TASK 09: Data Visualization for Exploratory Data Analysis
Data visualization for exploratory data analysis (EDA) is the process of using graphical representations to explore, analyze, and understand datasets. It involves creating visual formats such as charts, graphs, and plots to uncover patterns, trends, relationships, and insights within the data. EDA helps identify anomalies, inform hypotheses, and guide further statistical analysis, enabling
- Understand the Data: Familiarize yourself with the dataset’s structure and variable types.
- Preprocess the Data: Clean the dataset by handling missing values and correcting data types.
- Choose Visualization Tools: Select libraries/tools like Matplotlib, Seaborn, or Tableau for visualizations.
- Visualize Univariate Distributions: Use histograms, box plots, and bar charts for individual variables.
- Visualize Bivariate Relationships: Create scatter plots and heatmaps to explore relationships between two variables.
- Visualize Multivariate Relationships: Use pair plots and facet grids to examine interactions among multiple variables.
- Identify Patterns and Insights: Analyze visualizations for trends, correlations, and anomalies.

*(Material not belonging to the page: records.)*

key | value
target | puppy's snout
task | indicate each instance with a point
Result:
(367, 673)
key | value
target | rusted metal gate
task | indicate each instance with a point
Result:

- Document Findings: Summarize key insights for communication and further analysis.
TASK 10: An Introduction to Decision Trees
What is a Decision Tree?
A decision tree is a tool used to make decisions based on data. It looks like a tree, with a starting point (root), branches (choices), and end points (decisions).
Root: The starting point of the tree, where the first question about the data is asked. Branches: The paths that represent different answers to the question. Leaf Nodes: The final outcomes or decisions at the end of the branches.
Task 11: Support Vector Machines (SVM)
Support Vector Machines (SVM) are supervised learning methods used to create a non-probabilistic linear model. In this approach, a data value is assigned to one of two classes to maximize the difference between the two classes.
Data Representation
- The data points are represented as vectors in a multi-dimensional space. Each dimension corresponds to a feature of the data, allowing SVM to work effectively in high-dimensional datasets.
Hyperplane
- A hyperplane is a decision boundary separating different classes. SVM aims to find the optimal hyperplane that maximizes the margin between the two classes.
Support Vectors
- Support vectors are the data points closest to the hyperplane. They are critical in determining the position and orientation of the hyperplane. The optimal hyperplane is defined by these support vectors.
Kernel Trick
- The kernel trick allows SVM to handle non-linearly separable data by transforming the data into a higher-dimensional space where a linear separation is possible. Common kernels include polynomial, radial basis function (RBF), and sigmoid.